A short time later, Mike pulled up in front of his residence hall and put the car in park.  After he leaned over and kissed Adam goodbye, he spoke to Adam one final time.  "Just think about those things.  They might help to change your mind.  Just drive safely on your way back," he urged as they both got out of the car so they could kiss and hug goodbye, and then Mike went inside as Adam got into the driver's seat of his car. 

Adam sat there for a few more seconds after Mike had gone before putting the car in drive and starting the trip back to Baltimore.  All throughout the ride back, Adam couldn’t stop thinking about all the things Mike had told him.  By the time he reached the JHU campus, he was beginning to think there might actually be something to Mike's idea, although Adam still wasn’t about to let the idea go to his head.  Even if he was some sort of superhero, he certainly wasn't like the ones in the comic books or movies.  No matter what he thought of himself or his ability, he was going to remain the same guy he had always been.  He wasn’t about to change in any way and he certainly wasn't going to get a swelled head over it. 

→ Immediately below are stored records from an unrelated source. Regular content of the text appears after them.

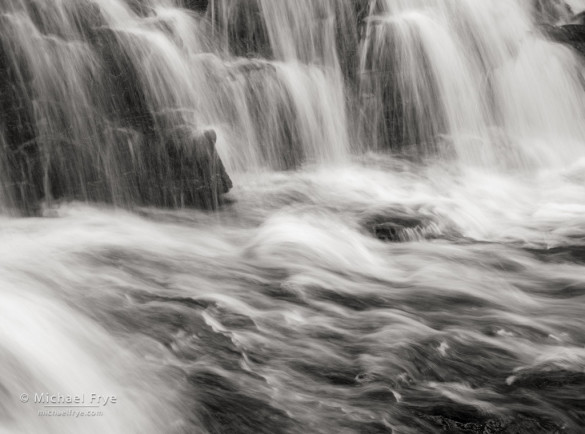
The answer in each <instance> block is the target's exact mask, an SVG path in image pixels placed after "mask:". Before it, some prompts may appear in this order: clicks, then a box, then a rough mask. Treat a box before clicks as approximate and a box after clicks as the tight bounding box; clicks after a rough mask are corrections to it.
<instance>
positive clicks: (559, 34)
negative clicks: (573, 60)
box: [540, 24, 585, 56]
mask: <svg viewBox="0 0 585 434" xmlns="http://www.w3.org/2000/svg"><path fill="white" fill-rule="evenodd" d="M540 28H541V30H542V32H543V33H544V34H545V35H546V36H548V37H549V38H550V39H551V40H553V41H556V42H559V43H562V44H565V45H568V46H570V47H573V48H574V49H575V50H577V51H578V52H579V53H580V54H582V55H584V56H585V25H581V24H567V25H565V26H548V25H543V26H541V27H540Z"/></svg>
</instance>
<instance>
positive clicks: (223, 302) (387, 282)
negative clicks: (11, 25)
mask: <svg viewBox="0 0 585 434" xmlns="http://www.w3.org/2000/svg"><path fill="white" fill-rule="evenodd" d="M584 181H585V164H584V163H583V162H581V164H579V163H577V164H576V165H575V166H573V167H571V168H570V169H568V170H565V171H560V172H547V173H541V174H539V175H538V176H532V175H516V174H507V175H504V174H497V175H496V174H494V173H490V172H486V171H480V170H461V171H454V170H453V169H452V168H451V167H449V166H438V165H429V166H426V167H424V168H421V167H419V166H418V165H417V166H415V165H412V164H410V163H407V162H405V161H404V160H399V159H394V158H390V157H382V156H373V155H370V156H368V157H367V158H362V159H360V161H356V162H355V163H353V164H351V165H343V166H336V167H317V168H307V169H306V170H303V171H300V172H293V173H265V174H262V175H261V176H244V177H241V178H237V183H236V184H237V185H238V187H236V188H235V189H234V191H233V192H232V193H231V194H230V196H231V197H232V198H233V199H234V201H235V202H234V203H233V204H232V205H229V206H226V207H225V208H224V209H222V210H221V211H220V212H218V213H215V214H208V213H202V212H197V211H164V210H160V209H143V210H141V211H139V212H133V213H129V212H123V211H116V210H113V209H110V208H103V207H95V206H89V205H85V204H71V205H65V206H62V207H60V208H58V209H52V210H50V212H48V215H47V216H46V217H44V218H31V219H25V220H23V219H8V220H4V221H2V231H1V232H0V240H1V242H0V245H1V246H2V247H1V250H0V255H1V264H2V273H1V276H2V277H1V286H2V291H1V296H0V297H1V302H0V310H1V318H2V335H1V342H2V356H1V357H2V359H1V360H2V365H3V367H4V376H3V380H2V385H3V388H2V395H3V397H2V403H3V405H2V415H3V421H4V422H3V427H4V430H5V432H55V433H63V432H96V433H103V432H112V433H113V432H120V433H127V432H153V433H156V432H169V433H173V432H201V433H208V432H209V433H297V432H298V433H301V432H311V433H386V432H401V433H403V432H407V433H410V432H412V433H419V432H433V431H434V430H436V431H439V429H440V428H441V427H443V428H444V427H445V424H446V423H451V424H452V426H451V428H450V429H451V430H452V431H450V432H458V431H457V427H459V428H460V429H461V428H462V427H463V426H464V425H465V424H476V429H477V432H526V433H528V432H542V433H548V432H579V429H578V428H579V426H580V424H582V423H583V407H582V404H583V401H582V398H583V387H584V386H585V377H584V374H583V372H584V368H585V334H584V333H583V327H584V326H585V304H584V296H585V273H584V270H585V264H584V263H585V243H584V240H585V182H584ZM478 197H481V198H482V200H481V201H478V200H477V198H478ZM376 218H381V219H382V220H383V221H388V220H390V221H410V222H413V223H412V224H411V225H410V226H411V227H412V228H413V229H411V230H410V232H409V231H408V230H407V229H405V232H404V234H403V240H404V242H400V243H387V242H384V241H381V240H378V239H376V238H375V237H373V236H372V234H371V233H369V231H368V228H369V226H368V223H367V222H372V221H375V220H376ZM43 391H46V392H54V393H56V392H60V393H62V394H67V393H70V394H80V393H86V394H87V395H86V396H89V394H90V393H102V394H104V395H106V394H109V395H116V396H117V397H118V403H117V404H116V405H115V406H111V407H105V410H104V413H105V414H104V416H103V417H94V418H85V419H83V418H81V419H80V418H67V420H64V419H65V418H58V417H52V418H51V417H35V416H36V414H34V413H35V412H36V411H37V407H36V406H34V405H33V406H31V405H23V404H22V403H21V402H19V401H18V400H17V399H16V396H17V394H18V393H21V392H29V393H34V392H43ZM456 424H459V425H456ZM490 424H491V425H490ZM486 427H487V428H486ZM489 427H492V431H484V429H486V430H487V429H488V428H489ZM498 427H500V429H501V431H498V430H497V428H498ZM467 428H468V429H471V428H470V427H469V426H467ZM393 430H394V431H393ZM466 432H467V431H466ZM470 432H475V431H470Z"/></svg>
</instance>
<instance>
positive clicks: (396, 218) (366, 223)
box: [362, 210, 440, 242]
mask: <svg viewBox="0 0 585 434" xmlns="http://www.w3.org/2000/svg"><path fill="white" fill-rule="evenodd" d="M362 224H363V226H364V227H365V228H366V229H367V230H368V231H369V232H370V233H371V234H372V235H374V236H375V237H376V238H378V239H379V240H382V241H389V242H404V241H414V240H417V239H425V238H435V237H437V236H439V235H440V229H439V227H438V226H437V225H436V224H435V223H434V222H433V221H432V220H431V219H429V218H427V217H424V216H412V215H409V214H407V213H406V212H404V211H400V210H393V211H392V212H390V213H388V214H386V215H384V214H380V215H374V216H370V217H368V218H366V219H364V221H363V222H362Z"/></svg>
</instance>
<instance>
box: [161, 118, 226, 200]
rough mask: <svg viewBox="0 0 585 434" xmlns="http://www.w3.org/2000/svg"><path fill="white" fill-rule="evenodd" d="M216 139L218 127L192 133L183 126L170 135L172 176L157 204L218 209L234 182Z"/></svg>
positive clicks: (168, 140)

Adam spent the rest of the day and the next studying, but every now and then he would stop and think back on what Mike had said while they had been together.  In his own way, Mike had given Adam something to think about and was gradually chipping away at his resistance to see that he might be more than he was willing to admit.  In his own devious way, Mike had made an argument that Adam was having trouble dismissing.  Maybe if someone had been able to stop those other criminals before they became too bad or had committed their first or worst crimes, then that would have changed history and saved lives.  Maybe in his own way, Adam was doing that as well, but did it really make him a superhero? 

Adam went to sleep with all of those questions and thoughts still filling his mind.  He slept restlessly that night and his dreams were filled with visions of how things might have turned out differently in those various other situations he'd been involved with so far, both with and without his intervention.  Had he really changed history already?  If so, was it for the better or worse?  He eventually concluded that only time could tell. 

Adam tried not to think about any of those things for the rest of the semester, but it wasn’t always easy to ignore those thoughts that kept popping into his mind.  Although he was busy with his studies, there were moments when these questions and thoughts came flooding into his head.  What was Mike doing to him?  Was thinking about this going to help or hurt him in the long run?